The project will also have impact for theory and research in children's participation. The project will investigate children's participation within a therapeutic-behavioural theoretical framework, and explicitly draw on the two bodies of literature and evidence in developing the intervention. To date, these two approaches rarely have been applied together systematically within one study. Yet, activity and participation are major outcomes for both approaches and it is plausible that the two approaches are complementary. Specifically, it may be that the therapeutic approach will be particularly useful for investigating the 'body structure/function-activity-participation' pathway; the behavioural for investigating the 'personal factors-activity-participation' pathway; and the two in combination for investigating the 'environment-activity-participation' pathway. Combining these two approaches to develop one intervention may allow activity and participation to be targeted through several pathways simultaneously, and thus maximise the effectiveness and efficiency of such an intervention. The project presented here will provide evidence about the benefits and challenges related to integrating the two approaches in developing interventions aimed at activity and participation.

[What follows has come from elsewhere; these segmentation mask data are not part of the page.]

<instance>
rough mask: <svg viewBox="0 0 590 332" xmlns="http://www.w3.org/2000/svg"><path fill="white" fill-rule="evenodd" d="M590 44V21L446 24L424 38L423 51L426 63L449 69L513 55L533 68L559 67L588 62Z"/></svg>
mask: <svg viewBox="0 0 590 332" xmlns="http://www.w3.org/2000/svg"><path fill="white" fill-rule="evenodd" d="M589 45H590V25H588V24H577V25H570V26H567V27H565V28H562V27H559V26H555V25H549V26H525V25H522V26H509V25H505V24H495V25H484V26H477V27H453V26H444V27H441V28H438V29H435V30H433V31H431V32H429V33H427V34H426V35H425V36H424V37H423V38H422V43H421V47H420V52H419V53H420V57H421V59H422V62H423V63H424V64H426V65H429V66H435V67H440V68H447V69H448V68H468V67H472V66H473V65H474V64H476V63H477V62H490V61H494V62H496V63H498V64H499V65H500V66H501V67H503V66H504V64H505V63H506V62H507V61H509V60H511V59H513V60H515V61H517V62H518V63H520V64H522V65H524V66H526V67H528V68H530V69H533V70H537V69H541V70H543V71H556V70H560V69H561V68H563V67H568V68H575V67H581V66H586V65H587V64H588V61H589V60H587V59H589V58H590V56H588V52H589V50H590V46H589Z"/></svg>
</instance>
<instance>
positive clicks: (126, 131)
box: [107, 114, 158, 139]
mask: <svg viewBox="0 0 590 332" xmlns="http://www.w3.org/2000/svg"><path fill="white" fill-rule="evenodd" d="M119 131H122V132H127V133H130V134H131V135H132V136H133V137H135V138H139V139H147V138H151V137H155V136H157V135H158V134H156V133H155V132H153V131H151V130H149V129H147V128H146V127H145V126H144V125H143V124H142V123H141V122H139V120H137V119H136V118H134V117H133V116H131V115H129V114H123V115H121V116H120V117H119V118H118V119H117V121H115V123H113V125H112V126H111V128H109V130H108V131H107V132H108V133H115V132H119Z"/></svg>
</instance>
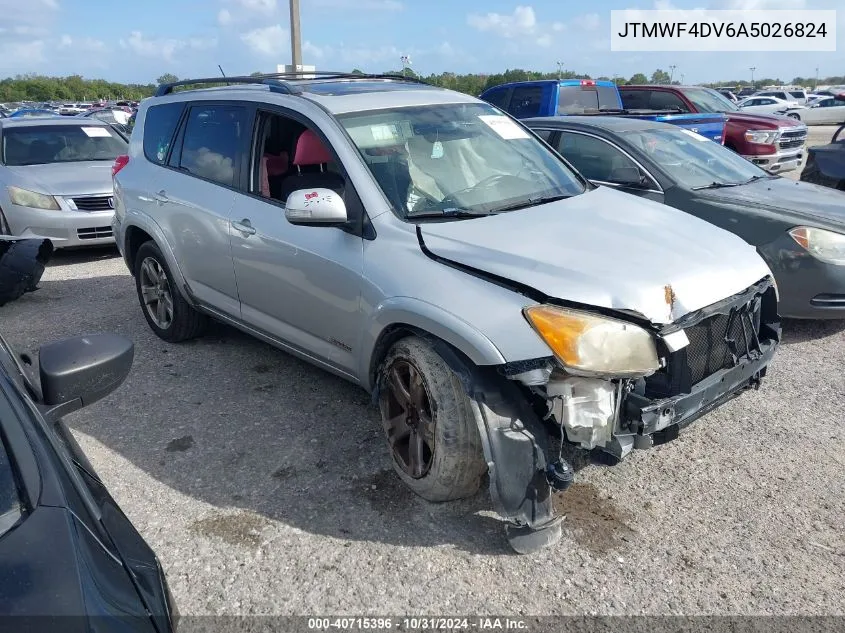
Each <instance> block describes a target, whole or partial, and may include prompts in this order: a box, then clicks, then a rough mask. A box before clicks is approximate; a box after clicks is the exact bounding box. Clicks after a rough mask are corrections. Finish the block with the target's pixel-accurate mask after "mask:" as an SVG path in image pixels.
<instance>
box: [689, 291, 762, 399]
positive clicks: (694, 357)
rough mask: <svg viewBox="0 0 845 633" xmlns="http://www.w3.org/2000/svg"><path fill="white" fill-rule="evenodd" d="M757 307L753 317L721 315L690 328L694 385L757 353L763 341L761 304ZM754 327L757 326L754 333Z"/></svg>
mask: <svg viewBox="0 0 845 633" xmlns="http://www.w3.org/2000/svg"><path fill="white" fill-rule="evenodd" d="M755 304H756V309H754V310H753V312H751V314H748V313H747V312H745V311H743V310H734V311H732V312H731V314H717V315H715V316H712V317H710V318H709V319H705V320H704V321H701V322H700V323H698V324H696V325H693V326H692V327H689V328H687V330H686V331H687V338H689V342H690V344H689V345H688V346H687V366H688V367H689V370H690V381H691V382H692V384H696V383H697V382H701V381H702V380H704V379H705V378H707V376H710V375H711V374H715V373H716V372H717V371H719V370H720V369H728V368H730V367H733V366H734V365H735V364H736V363H735V362H734V358H735V357H737V358H741V357H743V356H746V355H747V354H748V353H749V352H753V351H756V343H755V340H758V339H759V337H760V302H759V301H756V302H755ZM746 315H747V316H746ZM748 316H750V317H751V318H750V319H749V318H748ZM751 323H753V324H754V327H753V329H752V327H751ZM743 325H744V326H745V327H744V328H743ZM743 330H744V331H743ZM755 335H756V337H757V338H756V339H755Z"/></svg>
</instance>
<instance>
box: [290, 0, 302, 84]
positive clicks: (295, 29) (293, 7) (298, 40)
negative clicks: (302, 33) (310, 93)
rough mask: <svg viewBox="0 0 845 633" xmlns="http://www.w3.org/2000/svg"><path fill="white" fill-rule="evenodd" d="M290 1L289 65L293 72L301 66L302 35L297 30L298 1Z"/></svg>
mask: <svg viewBox="0 0 845 633" xmlns="http://www.w3.org/2000/svg"><path fill="white" fill-rule="evenodd" d="M289 1H290V63H291V64H292V65H293V69H294V71H297V70H299V69H300V67H301V66H302V33H301V32H300V29H299V0H289Z"/></svg>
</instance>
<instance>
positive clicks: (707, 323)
mask: <svg viewBox="0 0 845 633" xmlns="http://www.w3.org/2000/svg"><path fill="white" fill-rule="evenodd" d="M602 321H608V319H604V318H602ZM537 322H538V321H537V319H536V318H535V319H534V322H533V323H532V325H534V326H535V329H538V332H540V333H541V336H543V337H544V339H545V340H546V341H547V342H550V347H552V349H553V350H554V351H555V357H554V358H549V359H541V360H538V361H536V362H533V363H520V364H516V365H513V366H506V367H505V368H504V369H503V373H504V374H505V376H506V377H507V378H509V379H510V380H511V381H512V382H515V383H517V384H519V386H520V388H521V390H522V392H523V393H524V394H526V395H527V399H528V401H529V402H530V404H531V406H532V408H533V409H534V411H535V412H536V413H537V414H538V415H537V417H538V418H539V419H541V420H542V421H543V423H544V429H543V430H537V429H534V430H533V431H531V432H530V433H525V432H523V433H522V435H521V436H520V437H519V438H518V439H519V441H520V442H524V441H525V440H526V436H527V435H530V436H531V438H532V440H533V446H532V447H531V448H532V450H531V451H527V450H523V453H522V454H523V457H524V459H525V460H526V463H525V464H523V465H522V466H525V468H523V467H522V466H520V467H519V468H517V469H514V470H513V472H511V471H512V466H513V464H512V463H508V464H507V472H506V473H503V469H504V466H505V464H501V465H500V467H499V469H498V470H497V471H491V487H492V488H496V487H498V488H499V489H502V488H504V489H507V490H512V491H520V492H521V493H522V495H521V496H520V498H519V500H517V499H516V498H513V499H511V500H504V503H499V504H497V505H500V506H501V509H500V511H502V510H504V512H503V514H504V516H505V517H506V518H509V519H510V520H511V521H513V522H514V523H515V526H513V529H510V530H509V537H510V538H511V544H512V545H513V546H514V548H515V549H517V551H532V550H533V549H537V548H539V547H543V546H545V545H547V544H548V542H549V541H550V536H549V533H548V532H549V526H556V525H557V526H558V527H557V529H556V532H557V534H558V535H559V532H560V529H559V524H558V523H557V521H556V520H555V519H554V510H553V507H552V504H551V502H550V501H548V500H547V499H548V497H549V496H550V494H551V491H552V490H565V489H566V488H567V487H568V486H569V485H570V484H571V482H572V480H573V469H572V468H571V466H570V465H569V464H568V463H567V462H566V461H565V460H564V459H563V455H562V452H561V451H553V450H550V448H549V447H550V446H552V445H553V444H554V443H555V442H554V441H552V440H553V439H556V437H555V436H558V435H559V437H560V442H561V443H563V442H566V443H569V444H574V445H575V446H577V447H580V448H582V449H585V450H591V451H592V450H597V451H602V452H604V453H607V454H610V455H612V456H613V458H615V460H621V459H622V458H624V457H625V456H626V455H628V454H629V453H630V452H631V451H632V450H633V449H647V448H650V447H651V446H653V445H655V444H660V443H663V442H666V441H669V440H671V439H674V438H675V437H677V436H678V432H679V430H680V429H681V428H682V427H684V426H686V425H688V424H690V423H692V422H693V421H694V420H696V419H697V418H699V417H701V416H702V415H704V414H706V413H707V412H709V411H711V410H712V409H714V408H716V407H718V406H720V405H721V404H723V403H725V402H727V401H728V400H730V399H732V398H734V397H735V396H737V395H739V394H740V393H742V392H743V391H745V390H747V389H750V388H758V387H759V385H760V381H761V380H762V378H763V377H764V376H765V375H766V369H767V366H768V364H769V362H770V361H771V359H772V357H773V355H774V353H775V350H776V348H777V345H778V343H779V340H780V332H781V330H780V322H779V317H778V314H777V296H776V290H775V287H774V285H773V282H772V280H771V279H770V278H766V279H763V280H761V281H759V282H758V283H756V284H754V285H752V286H751V287H749V288H747V289H746V290H744V291H743V292H741V293H738V294H737V295H734V296H731V297H729V298H727V299H724V300H723V301H720V302H718V303H716V304H713V305H710V306H707V307H705V308H703V309H701V310H697V311H695V312H692V313H689V314H687V315H685V316H684V317H682V318H680V319H678V320H676V321H675V322H674V323H671V324H670V325H666V326H656V325H653V326H647V325H645V324H643V327H640V326H635V325H633V324H631V325H630V326H628V328H627V329H626V327H624V326H621V327H620V326H617V325H615V324H614V325H612V327H611V326H608V327H605V326H604V324H600V325H601V327H604V330H599V333H598V334H597V335H593V336H592V338H591V339H590V340H587V341H586V343H583V337H582V343H581V344H582V345H584V344H586V345H587V346H593V347H595V349H592V350H588V352H590V353H593V352H594V353H595V358H596V359H599V357H600V354H599V353H598V352H604V353H609V354H613V353H614V351H616V352H617V353H618V354H621V356H623V357H625V358H626V360H625V361H624V362H623V363H622V365H621V366H620V367H621V369H620V370H619V371H616V372H615V373H616V375H614V372H613V371H607V372H603V371H601V370H602V367H601V366H600V362H601V361H600V360H597V361H592V364H593V365H596V366H595V367H591V368H590V369H589V370H586V369H584V367H583V365H582V366H573V364H574V363H573V358H575V356H574V355H573V353H574V352H573V350H572V349H570V348H568V347H567V345H568V344H569V343H567V341H571V340H573V339H572V336H561V337H560V340H551V341H550V334H549V332H548V331H541V329H542V327H543V324H542V323H540V325H539V326H538V325H537ZM578 323H579V322H577V321H572V322H570V323H569V324H567V322H566V321H565V320H564V321H559V322H557V323H555V324H554V326H555V327H556V328H557V330H556V331H558V332H559V331H560V330H561V328H563V327H574V328H576V329H577V328H578V327H583V326H581V325H579V324H578ZM614 328H615V329H614ZM634 330H638V331H647V332H648V336H649V337H650V339H651V343H652V344H653V350H654V352H655V356H654V357H653V358H652V357H650V353H648V352H647V347H648V346H646V345H644V344H642V343H641V342H640V341H638V340H637V339H635V338H632V332H634ZM620 332H622V333H623V334H624V336H623V335H622V334H620ZM570 334H571V332H570ZM575 334H576V335H580V333H579V332H577V331H576V332H575ZM635 334H636V336H638V337H640V338H641V337H642V335H641V334H639V332H635ZM576 338H577V336H576ZM581 351H582V352H583V350H581ZM649 364H651V369H648V370H647V371H644V370H645V369H646V367H647V366H648V365H649ZM608 367H610V365H608ZM638 373H639V374H640V375H637V374H638ZM488 431H489V429H488ZM507 440H508V437H507V435H506V434H504V433H503V434H502V435H501V436H499V437H495V438H494V437H490V439H489V441H490V442H491V443H493V444H497V443H498V444H506V443H507ZM494 452H495V451H494ZM499 452H501V453H506V451H505V450H504V448H503V447H502V446H500V447H499ZM540 453H542V455H543V458H542V459H538V458H537V455H538V454H540ZM529 455H531V459H533V468H534V470H533V473H532V476H531V477H529V476H528V475H527V472H522V471H526V469H527V466H528V464H527V459H528V458H529ZM494 472H495V473H496V474H497V476H498V477H499V478H501V477H503V476H507V477H508V478H510V477H511V476H513V475H517V473H522V474H520V475H519V477H520V481H519V482H514V481H511V482H509V483H508V484H507V485H503V484H502V483H500V482H498V483H497V482H495V481H493V479H494ZM517 494H518V493H517ZM495 498H496V495H495V494H494V499H495ZM500 501H502V500H501V499H500ZM517 501H519V502H520V503H517ZM526 502H529V503H526ZM516 507H518V508H519V509H520V511H519V512H514V508H516ZM514 537H516V538H517V539H518V542H515V540H514Z"/></svg>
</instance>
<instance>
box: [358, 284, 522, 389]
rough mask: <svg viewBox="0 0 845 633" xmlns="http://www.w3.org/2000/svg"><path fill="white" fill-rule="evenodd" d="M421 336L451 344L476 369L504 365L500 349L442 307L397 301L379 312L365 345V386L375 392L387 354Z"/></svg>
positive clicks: (366, 334) (372, 324)
mask: <svg viewBox="0 0 845 633" xmlns="http://www.w3.org/2000/svg"><path fill="white" fill-rule="evenodd" d="M411 335H418V336H423V337H427V338H433V339H436V340H439V341H442V342H443V343H446V344H448V345H449V346H450V347H451V348H452V349H453V350H454V351H457V352H459V353H460V354H461V355H462V356H464V357H465V358H466V359H467V360H468V361H470V362H471V363H473V364H475V365H479V366H484V365H502V364H504V363H505V362H506V359H505V358H504V356H503V355H502V353H501V351H499V349H498V348H497V347H496V345H495V344H494V343H493V342H492V341H491V340H490V339H489V338H488V337H487V336H485V335H484V334H483V333H482V332H481V331H479V330H478V329H477V328H475V327H474V326H473V325H472V324H470V323H468V322H466V321H464V320H463V319H461V318H460V317H458V316H456V315H455V314H452V313H451V312H448V311H447V310H444V309H443V308H441V307H439V306H435V305H433V304H431V303H428V302H425V301H422V300H420V299H414V298H411V297H396V298H392V299H388V300H387V301H385V302H383V303H382V304H381V305H380V306H379V307H378V308H377V309H376V310H375V314H374V318H373V319H372V321H371V323H370V327H369V328H367V329H366V330H365V331H364V340H363V341H362V343H363V344H362V347H361V349H362V352H363V354H362V360H361V369H360V375H361V383H362V385H363V386H364V388H365V389H367V390H368V391H374V390H375V386H376V373H377V372H378V368H379V365H380V364H381V362H382V360H383V359H384V357H385V355H386V354H387V351H388V350H389V349H390V347H391V346H392V345H393V344H394V343H395V342H396V341H398V340H400V339H402V338H404V337H405V336H411Z"/></svg>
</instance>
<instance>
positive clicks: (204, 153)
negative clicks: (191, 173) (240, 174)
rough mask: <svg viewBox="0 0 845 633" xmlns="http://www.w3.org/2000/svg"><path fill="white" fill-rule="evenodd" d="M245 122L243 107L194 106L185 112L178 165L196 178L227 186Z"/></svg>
mask: <svg viewBox="0 0 845 633" xmlns="http://www.w3.org/2000/svg"><path fill="white" fill-rule="evenodd" d="M246 122H247V116H246V109H245V108H240V107H236V106H220V105H210V106H194V107H193V108H191V113H190V114H189V115H188V122H187V124H186V127H185V140H184V142H183V144H182V156H181V160H180V163H179V166H180V167H181V168H182V169H184V170H185V171H188V172H190V173H192V174H194V175H196V176H199V177H200V178H206V179H208V180H213V181H214V182H218V183H220V184H221V185H226V186H229V187H231V186H232V185H233V184H234V180H235V168H236V167H237V164H238V154H239V149H240V144H241V140H242V139H243V138H244V134H245V133H246Z"/></svg>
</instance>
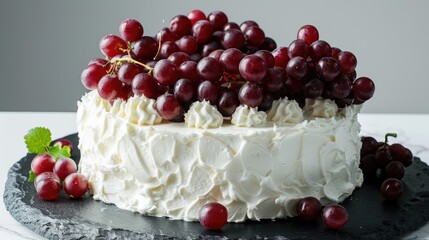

Finally, the methods described will be an example for future work in developing clearly specified non-drug rehabilitation interventions; and the model of participation in physical play and leisure (step 2), along with the clear specification of the different intervention techniques (steps 3), will provide theoretical and empirical bases for evaluation of the causal mechanisms underpinning interventions targeted at children's participation.

Authors' information

NK is a MRC Population Health Scientist; a specialist occupational therapist; an experienced mixed methodologist; and a member of the Aberdeen Health Psychology Group (AHPG). JF is the Head of the AHPG and a Reader in Health Services Research. CR is a Professor of Health Services Research and a Programme Director (the Health Care Assessment). CO is a Head Occupational Therapist, a research practitioner and an advisor to the College of Occupational Therapy (UK) in developmental co-ordination disorder. LMcK is a Professor of Management and a Programme Director (Delivery of Care). MK is an Associate Professor in Neurology and Neurosurgery, Rehabilitation and Sports Medicine; a Programme Leader (Paediatric Rehabilitation); and a Programme coordinator (National Research Programme on PEdiatric Rehabilitation, Netherlands). PR is a Canada Research Chair in Childhood Disability Research, Dissemination and Mentoring; a Professor of Paediatrics; and a co-founder of CanChild Centre of Childhood Disability Research.